Para los no kirchneristas refractarios al macrismo, la oferta de anclarse en otra vereda también apareció de la mano del Frente Renovador. La sumatoria de las candidaturas de Sergio Massa y José Manuel de la Sota traccionó a las boletas de diputado nacional y senador. Si el primer postulante a la Cámara baja, Alejandro Grandinetti, era conocido tras su participación en la parada a intendente, el que encabezaba la nómina a senador, Eduardo Romagnoli, era un ilustre desconocido para la mayoría de los votantes de UNA. Y ambos le ganaron a Marcucci y Binner, respectivamente.

Dato al margen: uno de los más felices con que Reutemann pueda quedarse al margen del Senado sería Massa. Cerca del candidato presidencial se escuchó decir en las últimas horas que las chances del tigrense en la carrera presidencial comenzaron a agrietarse con el portazo que dio el Lole en el Frente Renovador.

Capítulo final. Ahora, como quedó demostrado con la ofensiva de Bonfatti, empieza otra historia. Binner EM_DASHpor antecedentes y galonesEM_DASH no debería repetir esa magra performance, pero los apoyos cruzados en el radicalismo santafesino a diferentes candidatos presidenciales tornan complicadísimas las estrategias.

A saber: horas antes de la andada del gobernador y del radical Henn, el intendente de Santa Fe, José Corral, y el presidente de la UCR, Mario Barletta, blanquearon públicamente el apoyo a Mauricio Macri. "No sólo vamos a votar a Macri, sino que trabajaremos para que sea presidente", redobló la apuesta el senador radical Felipe Michlig.

La mayoría del radicalismo santafesino apoyará entonces al postulante presidencial que lleva en su boleta al candidato a senador denostado por el socialismo. Un jeroglífico que demuestra que las culpas que le achacaban socialistas, peronistas y radicales a la boleta única santafesina no tenían razón de ser. El problema de la falta de ejemplaridad de los partidos como ordenadores de la política no es del instrumento sino de los partidos.

Como hace muchos años, la vedette del transversalismo santafesino serán las tijeritas, repartidas como caramelos —o globitos de colores—, intentando generar un espíritu de corte de boleta electoral. "Será así, vamos a militar por Macri, por Binner y por la boleta a diputado del Frente Progresista. Lo que diga Henn a los radicales no nos importa. Se pone la boina blanca cuando le conviene", asestó un correligionario del gobernador.

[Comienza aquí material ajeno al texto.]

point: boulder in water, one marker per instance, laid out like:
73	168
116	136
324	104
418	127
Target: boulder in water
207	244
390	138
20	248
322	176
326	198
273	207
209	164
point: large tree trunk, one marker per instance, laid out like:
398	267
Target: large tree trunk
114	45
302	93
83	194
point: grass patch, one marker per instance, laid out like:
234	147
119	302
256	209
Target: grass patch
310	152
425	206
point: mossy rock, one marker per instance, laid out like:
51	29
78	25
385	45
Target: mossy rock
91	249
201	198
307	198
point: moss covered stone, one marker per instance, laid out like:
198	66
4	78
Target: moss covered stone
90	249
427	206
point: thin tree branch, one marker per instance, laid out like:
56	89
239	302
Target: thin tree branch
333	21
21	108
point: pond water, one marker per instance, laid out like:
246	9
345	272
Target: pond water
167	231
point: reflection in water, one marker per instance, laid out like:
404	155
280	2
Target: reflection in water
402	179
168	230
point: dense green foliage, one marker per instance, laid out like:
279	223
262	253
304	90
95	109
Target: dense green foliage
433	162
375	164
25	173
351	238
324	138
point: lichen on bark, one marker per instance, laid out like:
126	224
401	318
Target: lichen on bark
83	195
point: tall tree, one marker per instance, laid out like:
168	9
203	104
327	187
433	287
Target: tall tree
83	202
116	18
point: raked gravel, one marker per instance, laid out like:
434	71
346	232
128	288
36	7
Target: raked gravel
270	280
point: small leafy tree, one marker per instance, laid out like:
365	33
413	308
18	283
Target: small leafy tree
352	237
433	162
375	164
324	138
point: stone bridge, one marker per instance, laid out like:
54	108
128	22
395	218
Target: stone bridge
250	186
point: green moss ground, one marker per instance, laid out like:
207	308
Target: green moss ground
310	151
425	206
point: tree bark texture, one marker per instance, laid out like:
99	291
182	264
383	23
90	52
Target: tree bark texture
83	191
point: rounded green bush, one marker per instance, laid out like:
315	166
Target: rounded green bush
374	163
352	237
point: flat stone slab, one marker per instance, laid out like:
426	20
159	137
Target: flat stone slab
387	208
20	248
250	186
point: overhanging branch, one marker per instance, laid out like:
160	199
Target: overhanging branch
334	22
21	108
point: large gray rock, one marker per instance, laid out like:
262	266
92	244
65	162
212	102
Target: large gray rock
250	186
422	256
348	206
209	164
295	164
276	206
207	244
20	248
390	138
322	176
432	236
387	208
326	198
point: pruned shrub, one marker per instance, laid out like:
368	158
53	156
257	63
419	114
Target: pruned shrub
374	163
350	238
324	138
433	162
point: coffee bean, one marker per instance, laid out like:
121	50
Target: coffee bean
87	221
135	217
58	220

Este volcánico escenario les hace restregar las manos a Omar Perotti y a Marcos Cleri como estrategia discursiva hacia lo inmediato. Ambos podrían hasta poner como eje de campaña los dilemas cruzados de macristas, socialistas y radicales.

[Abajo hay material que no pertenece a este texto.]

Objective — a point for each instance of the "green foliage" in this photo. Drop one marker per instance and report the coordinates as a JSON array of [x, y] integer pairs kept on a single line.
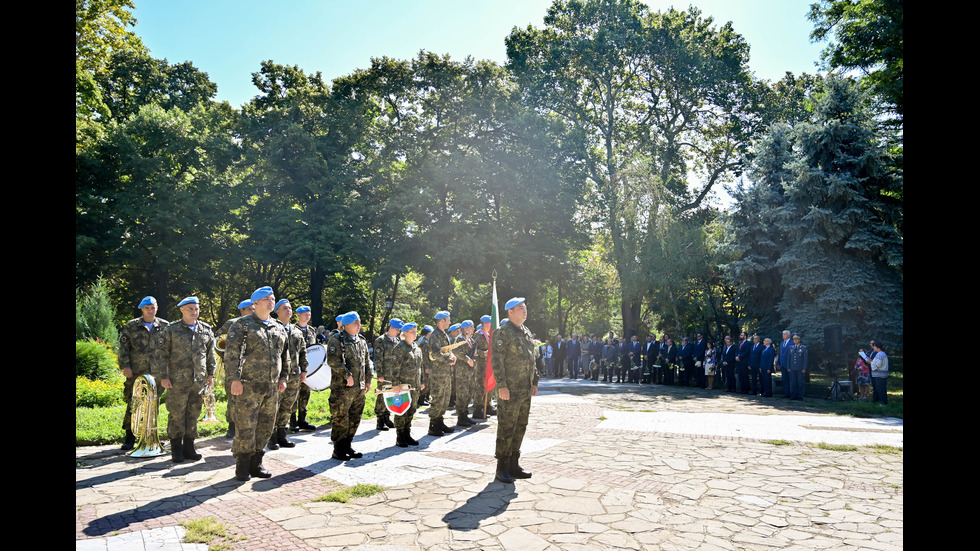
[[100, 393], [95, 317], [95, 360]]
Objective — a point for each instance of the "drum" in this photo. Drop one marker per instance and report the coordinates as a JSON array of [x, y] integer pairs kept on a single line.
[[318, 372]]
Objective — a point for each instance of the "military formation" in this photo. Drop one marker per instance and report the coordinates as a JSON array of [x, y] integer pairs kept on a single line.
[[266, 365]]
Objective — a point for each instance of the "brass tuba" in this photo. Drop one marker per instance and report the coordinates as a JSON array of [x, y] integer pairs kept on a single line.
[[146, 403]]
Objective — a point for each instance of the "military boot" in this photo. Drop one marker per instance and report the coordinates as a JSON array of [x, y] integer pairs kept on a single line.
[[515, 470], [256, 468], [130, 441], [177, 450], [503, 470], [242, 464], [189, 451], [282, 440]]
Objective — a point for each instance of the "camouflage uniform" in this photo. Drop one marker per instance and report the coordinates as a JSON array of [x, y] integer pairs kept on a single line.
[[186, 357], [136, 349], [257, 355], [347, 356], [514, 369], [383, 346], [297, 366], [404, 367], [465, 390], [440, 375]]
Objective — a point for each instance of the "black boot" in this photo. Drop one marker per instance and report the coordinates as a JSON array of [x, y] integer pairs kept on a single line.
[[350, 451], [242, 464], [256, 468], [515, 470], [176, 450], [282, 440], [302, 424], [130, 441], [434, 429], [189, 451], [503, 470], [339, 452]]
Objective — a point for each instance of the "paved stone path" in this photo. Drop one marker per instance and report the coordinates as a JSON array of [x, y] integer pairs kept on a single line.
[[614, 467]]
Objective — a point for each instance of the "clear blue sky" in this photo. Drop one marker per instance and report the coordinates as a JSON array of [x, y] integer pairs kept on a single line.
[[229, 39]]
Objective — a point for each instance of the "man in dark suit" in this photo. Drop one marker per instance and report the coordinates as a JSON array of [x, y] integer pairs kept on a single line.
[[755, 361], [728, 353], [742, 363], [685, 357], [700, 345], [561, 351]]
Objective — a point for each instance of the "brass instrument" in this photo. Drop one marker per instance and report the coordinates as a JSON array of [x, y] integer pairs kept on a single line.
[[146, 403]]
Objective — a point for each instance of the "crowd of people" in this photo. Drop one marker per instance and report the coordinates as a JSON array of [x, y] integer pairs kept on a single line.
[[266, 365]]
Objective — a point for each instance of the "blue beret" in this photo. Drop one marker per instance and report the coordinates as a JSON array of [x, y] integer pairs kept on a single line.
[[261, 293], [349, 318]]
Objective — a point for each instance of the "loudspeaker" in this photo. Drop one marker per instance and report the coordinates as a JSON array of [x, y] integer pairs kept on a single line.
[[832, 339]]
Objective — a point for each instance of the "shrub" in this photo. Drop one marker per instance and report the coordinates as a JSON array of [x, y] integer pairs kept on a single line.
[[89, 393], [95, 360]]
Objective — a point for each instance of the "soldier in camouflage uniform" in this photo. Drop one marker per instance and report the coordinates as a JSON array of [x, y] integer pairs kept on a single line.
[[440, 375], [185, 361], [517, 379], [298, 365], [405, 368], [257, 364], [244, 308], [481, 345], [382, 349], [350, 379], [297, 420], [465, 378], [136, 346]]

El "efecto Tévez". Por lo pronto, al margen de los llamados al debate que han hecho el FpV y UNA la tarea proselitista en Santa Fe ha quedado totalmente secundarizada por los movimientos nacionales de Daniel Scioli, Macri y Massa. Que lejos están de adrenalinizar a la sociedad por la calidad de las propuestas. A tal punto que las 5 palabras críticas que pronunció Tévez por la desigualdad en Formosa repercutieron más que un año de campaña de los candidatos.

Scioli es el que está hoy más cerca del triunfo, pero deberá evitar que Macri tenga la opción del ballottage. Una segunda vuelta podría poner patas para arriba todos los escenarios. Massa deberá apostar a algún episodio, hecho, denuncia, o cosa que se le parezca, como única razón que incline la balanza.

La campaña final aún no comenzó. Aunque desde hace un año hasta hoy todo parece haber sido propaganda. Más allá del juego de palabras y de la matemática electoral de las primarias, sí se sabe quién se va el 10 de diciembre. Lo que todavía se desconoce es quién llega.